Yetmişlerde, Büyük Suriye’nin tarihsel parçası ve ülkenin komşusu olan Lübnan’da kanlı bir iç savaş yaşandı. Uzun mücadeleler ardından Millî Lübnan Hareketi liderliğindeki ilerici güçler zaferin eşiğine geldi. Nisan 1976’da Suriye ordusu ABD desteği ile Lübnan’a girip ilerici güçlerin zaferine mani oldu. İsrail’e ve emperyalist hâkimiyete karşı çıkan Suriye millî burjuvazisi bölgeye sıçrayabilecek bir devrimci zaferden korktu. Suriye 1991’deki ilk emperyalist işgale de katıldı. Baas Partisi birkaç yıl öncesinden bölünmüş, Irak rejimi ile Suriye arasında husumet ortaya çıkmıştı.

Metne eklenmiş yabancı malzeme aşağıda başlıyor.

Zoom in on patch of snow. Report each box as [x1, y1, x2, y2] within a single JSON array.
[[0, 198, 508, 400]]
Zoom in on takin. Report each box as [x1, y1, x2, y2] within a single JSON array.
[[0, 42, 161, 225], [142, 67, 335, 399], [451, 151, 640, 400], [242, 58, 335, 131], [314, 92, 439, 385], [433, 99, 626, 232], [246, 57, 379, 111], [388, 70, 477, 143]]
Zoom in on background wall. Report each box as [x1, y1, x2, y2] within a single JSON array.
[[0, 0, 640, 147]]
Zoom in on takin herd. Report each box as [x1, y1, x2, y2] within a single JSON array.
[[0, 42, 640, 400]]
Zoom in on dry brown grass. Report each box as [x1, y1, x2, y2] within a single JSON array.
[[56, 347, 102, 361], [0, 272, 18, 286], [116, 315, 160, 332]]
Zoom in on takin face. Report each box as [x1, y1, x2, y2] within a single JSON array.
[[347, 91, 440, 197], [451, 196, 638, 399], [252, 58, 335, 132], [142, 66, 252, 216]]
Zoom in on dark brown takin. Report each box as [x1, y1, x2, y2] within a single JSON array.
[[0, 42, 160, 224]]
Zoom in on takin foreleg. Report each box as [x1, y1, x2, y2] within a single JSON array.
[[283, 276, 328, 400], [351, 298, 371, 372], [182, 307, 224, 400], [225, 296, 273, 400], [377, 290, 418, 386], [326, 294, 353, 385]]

Lübnan’daki karşı devrime ve Irak’taki emperyalizme destek veren Suriye, genel anlamda bağımsız bir devlet olarak varlığını sürdürdü. Ülke, Sovyetler Birliği ile savunma anlaşması imzaladı. Uzun süre batılı kapitalistlerin nüfuzundan uzak durdu. Sovyetler’in dağılması sonrası, ABD hükümeti kendisine uşaklık edecek hükümetlerin tesis edilmesi için çalışmaya başladı. Son dönemde Suriye rejiminin değiştirilmeye çalışılmasının nedeni bu.

İsrail’in ABD desteği ile 1982’de Lübnan’ı işgal etmesi sonrası ABD güçleri Lübnan’daki yükselen direniş hareketine karşı savaştı. Suriye direniş hareketini destekledi. 1983’te bomba yüklü bir kamyonun patlaması sonucu 241 ABD askerinin ölümü ardından ABD Lübnan’daki askerî faaliyetlerine son verdi. Suriye destekli direniş hareketi İsrail işgaline karşı mücadele etme imkânı buldu. 2000’de, 18 yıllık mücadeleyi takiben Lübnan direnişi İsrail’i neredeyse ülkenin tümünden kovmayı başardı. Suriye’nin bu hususta verdiği destek, Lübnan direnişinin başarısı için hayatî bir rol oynadı.

Sonrasında Suriye, 2000’de İsrail’i ülkeden kovan Hizbullah’ı desteklemeye başladı. Hizbullah, 2006’daki İsrail bombardımanına ve işgal hareketine direnen ana güçtü. Sonuçta İsrail çok sayıda ölü vererek ülkeden geri çekildi.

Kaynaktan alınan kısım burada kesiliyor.